A UK public finance think-tank has criticised the North Sea tax system as “unduly complex” and lacking “clear design”.
The Institute for Fiscal Studies warned that any more changes to the UK Government’s policy should come with a “clear strategy” for the oil and gas industry.
A report published yesterday tells ministers that in the future the fiscal regime should be more “predictable”, to reduce the uncertainty which deters and “distorts” investment.
The impact of surprise alterations to the government’s policy for the sector was witnessed in 2011 when Chancellor George Osborne’s shock £10billion tax on producers almost killed off new investment overnight.
The IFS also highlighted forecasted falls in oil and gas revenue for coming years. “The loss of revenue is of some importance in a UK context. It would, of course, be a much more important issue for an independent Scotland,” it said.

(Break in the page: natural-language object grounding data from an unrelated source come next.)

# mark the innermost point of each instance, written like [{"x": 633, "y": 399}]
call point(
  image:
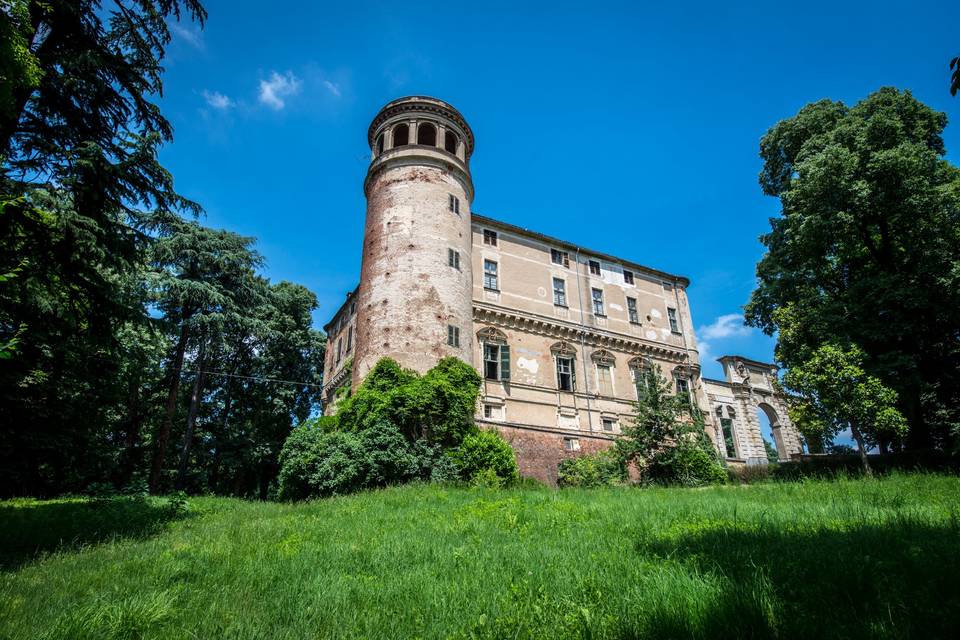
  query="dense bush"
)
[
  {"x": 691, "y": 463},
  {"x": 397, "y": 427},
  {"x": 601, "y": 469},
  {"x": 486, "y": 452}
]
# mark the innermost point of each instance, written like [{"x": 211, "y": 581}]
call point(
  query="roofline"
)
[
  {"x": 756, "y": 363},
  {"x": 722, "y": 383},
  {"x": 681, "y": 280},
  {"x": 350, "y": 296}
]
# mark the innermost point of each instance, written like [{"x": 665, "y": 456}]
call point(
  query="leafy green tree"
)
[
  {"x": 832, "y": 392},
  {"x": 667, "y": 440},
  {"x": 866, "y": 249},
  {"x": 204, "y": 279}
]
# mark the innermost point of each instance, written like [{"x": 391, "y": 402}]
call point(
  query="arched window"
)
[
  {"x": 563, "y": 355},
  {"x": 427, "y": 135},
  {"x": 496, "y": 354},
  {"x": 401, "y": 135},
  {"x": 450, "y": 142}
]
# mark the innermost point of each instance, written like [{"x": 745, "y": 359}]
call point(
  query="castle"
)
[{"x": 557, "y": 331}]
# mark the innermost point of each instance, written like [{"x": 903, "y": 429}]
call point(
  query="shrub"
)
[
  {"x": 601, "y": 469},
  {"x": 318, "y": 463},
  {"x": 691, "y": 463},
  {"x": 487, "y": 453}
]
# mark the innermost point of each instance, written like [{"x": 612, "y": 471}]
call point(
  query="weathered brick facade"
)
[{"x": 558, "y": 331}]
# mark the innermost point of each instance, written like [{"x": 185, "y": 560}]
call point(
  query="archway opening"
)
[
  {"x": 401, "y": 135},
  {"x": 427, "y": 135},
  {"x": 770, "y": 432},
  {"x": 450, "y": 141}
]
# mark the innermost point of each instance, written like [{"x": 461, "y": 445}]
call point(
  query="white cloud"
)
[
  {"x": 217, "y": 100},
  {"x": 192, "y": 36},
  {"x": 332, "y": 87},
  {"x": 726, "y": 326},
  {"x": 277, "y": 87}
]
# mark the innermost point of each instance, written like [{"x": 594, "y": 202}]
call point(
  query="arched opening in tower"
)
[
  {"x": 450, "y": 141},
  {"x": 401, "y": 135},
  {"x": 427, "y": 135}
]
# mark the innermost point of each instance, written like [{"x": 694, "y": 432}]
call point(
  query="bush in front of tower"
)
[
  {"x": 397, "y": 427},
  {"x": 485, "y": 458}
]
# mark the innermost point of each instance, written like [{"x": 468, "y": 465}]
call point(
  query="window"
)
[
  {"x": 672, "y": 317},
  {"x": 559, "y": 292},
  {"x": 566, "y": 380},
  {"x": 401, "y": 135},
  {"x": 492, "y": 412},
  {"x": 604, "y": 380},
  {"x": 632, "y": 310},
  {"x": 644, "y": 381},
  {"x": 559, "y": 257},
  {"x": 496, "y": 361},
  {"x": 597, "y": 302},
  {"x": 427, "y": 134},
  {"x": 726, "y": 424},
  {"x": 490, "y": 280},
  {"x": 450, "y": 141}
]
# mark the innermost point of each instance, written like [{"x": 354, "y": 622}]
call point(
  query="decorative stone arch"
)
[
  {"x": 563, "y": 348},
  {"x": 493, "y": 335},
  {"x": 785, "y": 438},
  {"x": 602, "y": 356}
]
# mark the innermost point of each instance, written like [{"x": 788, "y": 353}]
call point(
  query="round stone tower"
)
[{"x": 416, "y": 278}]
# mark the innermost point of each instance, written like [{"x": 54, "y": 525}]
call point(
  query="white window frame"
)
[
  {"x": 597, "y": 302},
  {"x": 561, "y": 300},
  {"x": 633, "y": 315},
  {"x": 672, "y": 319},
  {"x": 491, "y": 275}
]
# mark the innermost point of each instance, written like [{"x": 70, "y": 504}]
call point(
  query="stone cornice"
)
[
  {"x": 337, "y": 379},
  {"x": 422, "y": 104},
  {"x": 560, "y": 330}
]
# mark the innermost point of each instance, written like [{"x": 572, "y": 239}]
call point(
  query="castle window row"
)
[
  {"x": 491, "y": 282},
  {"x": 427, "y": 135},
  {"x": 496, "y": 367}
]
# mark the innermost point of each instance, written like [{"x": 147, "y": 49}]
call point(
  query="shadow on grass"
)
[
  {"x": 895, "y": 580},
  {"x": 30, "y": 529}
]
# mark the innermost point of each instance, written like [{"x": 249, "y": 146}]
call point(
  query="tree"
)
[
  {"x": 80, "y": 185},
  {"x": 832, "y": 392},
  {"x": 204, "y": 280},
  {"x": 667, "y": 439},
  {"x": 866, "y": 249}
]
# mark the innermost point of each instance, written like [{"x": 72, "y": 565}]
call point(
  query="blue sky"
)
[{"x": 632, "y": 130}]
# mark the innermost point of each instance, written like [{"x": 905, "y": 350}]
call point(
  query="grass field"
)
[{"x": 849, "y": 558}]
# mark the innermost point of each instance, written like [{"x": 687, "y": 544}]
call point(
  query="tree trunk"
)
[
  {"x": 863, "y": 451},
  {"x": 163, "y": 436},
  {"x": 191, "y": 417}
]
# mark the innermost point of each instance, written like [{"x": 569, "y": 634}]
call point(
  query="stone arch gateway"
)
[{"x": 749, "y": 388}]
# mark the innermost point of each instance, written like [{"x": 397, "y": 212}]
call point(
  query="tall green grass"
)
[{"x": 842, "y": 559}]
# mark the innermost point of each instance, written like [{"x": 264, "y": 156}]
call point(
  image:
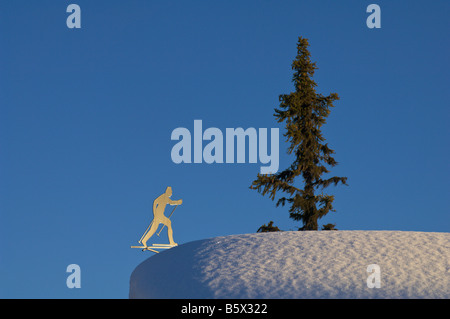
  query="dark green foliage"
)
[
  {"x": 304, "y": 112},
  {"x": 329, "y": 227},
  {"x": 268, "y": 228}
]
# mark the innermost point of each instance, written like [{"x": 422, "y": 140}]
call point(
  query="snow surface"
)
[{"x": 295, "y": 264}]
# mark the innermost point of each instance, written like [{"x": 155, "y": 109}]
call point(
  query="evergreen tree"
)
[
  {"x": 269, "y": 228},
  {"x": 329, "y": 227},
  {"x": 304, "y": 112}
]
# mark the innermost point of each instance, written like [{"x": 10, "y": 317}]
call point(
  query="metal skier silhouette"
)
[{"x": 159, "y": 205}]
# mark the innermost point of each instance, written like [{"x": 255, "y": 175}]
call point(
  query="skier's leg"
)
[
  {"x": 150, "y": 232},
  {"x": 168, "y": 223}
]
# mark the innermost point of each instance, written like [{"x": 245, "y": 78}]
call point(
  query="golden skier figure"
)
[{"x": 159, "y": 205}]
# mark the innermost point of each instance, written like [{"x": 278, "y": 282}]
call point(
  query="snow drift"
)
[{"x": 309, "y": 264}]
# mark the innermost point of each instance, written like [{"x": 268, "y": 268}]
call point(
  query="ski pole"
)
[
  {"x": 143, "y": 235},
  {"x": 169, "y": 218}
]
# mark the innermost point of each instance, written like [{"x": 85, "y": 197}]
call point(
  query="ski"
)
[{"x": 155, "y": 246}]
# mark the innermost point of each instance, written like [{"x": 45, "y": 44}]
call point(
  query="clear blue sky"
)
[{"x": 86, "y": 117}]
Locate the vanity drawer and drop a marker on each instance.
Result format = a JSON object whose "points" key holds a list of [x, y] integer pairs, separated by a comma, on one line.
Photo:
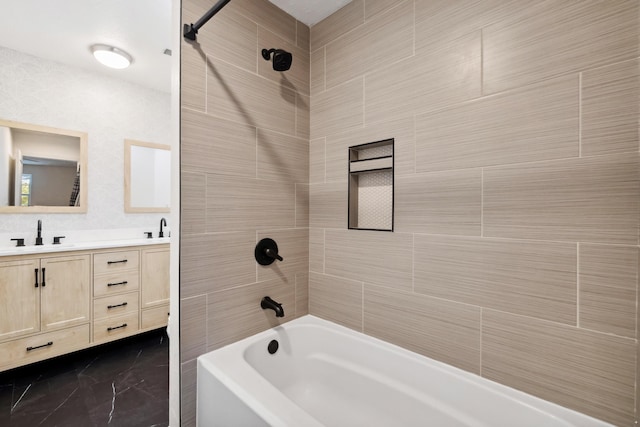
{"points": [[116, 305], [110, 284], [156, 317], [43, 346], [115, 327], [113, 262]]}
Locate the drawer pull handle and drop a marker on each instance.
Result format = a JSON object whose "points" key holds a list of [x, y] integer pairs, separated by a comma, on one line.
{"points": [[117, 283], [49, 344], [117, 305]]}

On the overall Treasury tax system for the industry, the IFS said: “The taxation of North Sea companies has undergone many incremental changes by many governments. The result is a system that incorporates distortions, is unduly complex and lacks design.”
It also said it would be “difficult to redesign the whole system”, but that any government “looking to enact changes can, and should, seek to set out a clear strategy for what it is aiming to achieve and how it thinks oil and gas extraction should be taxed”.
It added: “Policy going forward should at least aim not to make the system more complex or distortionary and preferably should try to make changes more predictable.”
Economics director of industry body Oil and Gas UK, Mike Tholen, said: “We agree wholeheartedly with IFS that predictability in the UK oil and gas tax regime is crucial to investor confidence and to the attractiveness of the UK continental shelf as an investment destination. Too often in the past, unexpected tax changes have damaged investor confidence, depressing investment and reducing production and tax revenues.
“However, over the last 18 months, the industry has worked constructively with the Treasury to find targeted ways to promote new activity and this work is now bearing fruit with over £8billion of new investment and 6,000 new jobs having been announced in the last six months alone.”